My first memories of church are performing in the Christmas play at my grandparents church. I was an angel and I got all the lines because I was a good little actor.

I’ve been in numerous nativity plays across the years. I attended midnight mass religiously once I converted to Catholicism. I have performed many religious Christmas songs, sang religious songs in choir. For me, Christmas was religious and secular, but for Ashtyn it never was.

She and her family were not culturally Christian – they celebrated the idea of an imaginary guy who was kind to children.

Due to trauma, and wanting to be a better person, a few years ago, Ashtyn and I talked about how I felt very uncomfortable celebrating Christmas, and how we shouldn’t do it anymore. I was internalizing everything that was said about Christmas being culturally Christian.

And my family, being supportive of me, decided to follow what I was feeling. They decided to be supportive of me

I was hurt at the thought that by celebrating anything, that I was indulging in Christianity. So, I wiped Christmas off the map. We didn’t celebrate it. We didn’t say anything to our family members.

We celebrated the solstice so we had something. That was it.

Ashtyn’s mom didn’t understand, but she’s one of the most supportive people I’ve ever met. She quietly let us do what we wanted, all while silently suffering herself – because Christmas was her holiday and she gave it up for us.

It’s taken me the last few years to realize what I did. While attempting to make myself a better person I actually have ended up hurting my family.

Ashtyn’s mother has celebrated Christmas for 70+ years. She stopped celebrating it for a year or two because of me. But this year, Ashtyn and I spoke again. She stopped partaking in her tradition and her holiday because of me.

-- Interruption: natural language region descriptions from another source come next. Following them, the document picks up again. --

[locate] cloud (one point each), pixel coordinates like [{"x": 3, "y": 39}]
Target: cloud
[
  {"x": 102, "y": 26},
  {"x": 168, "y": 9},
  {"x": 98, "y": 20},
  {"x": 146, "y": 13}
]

She is family and she deserves to celebrate whatever she believes. We don’t have to believe what others do to respect each other’s beliefs.

I thought by getting rid of Christmas I would be helping others – but I didn’t recognize that I would be hurting someone I cared about deeply by doing so.

You can celebrate Christmas secularly, especially if you don’t go to church. For many, the holiday is more about giving and receiving – sharing love, and celebrating family. That is what we do in our house and that is what our family wanted to do.

As such, we decided to weave our traditions together.

During the solstice, we celebrate because that’s when we feel empowered. We celebrate the return of the light. We celebrate nature.

And then on the 24th, we celebrate Christmas with Ashtyn’s mother because that’s her holiday. We celebrate giving to others. We celebrate family. We celebrate love.

Christianity has messed me up massively, but I don’t have to let that lead to me harming others.

I’m sorry to my family for letting my trauma dictate what we did. Thank you for letting me have space to work through this.

And to everyone who is like my family members who celebrate, I wish you a very Merry Christmas.

Whatever you celebrate this year I hope it is wonderful and I hope you feel as much love as I am lucky to feel with my family.

Originally posted on Patreon in February 2024.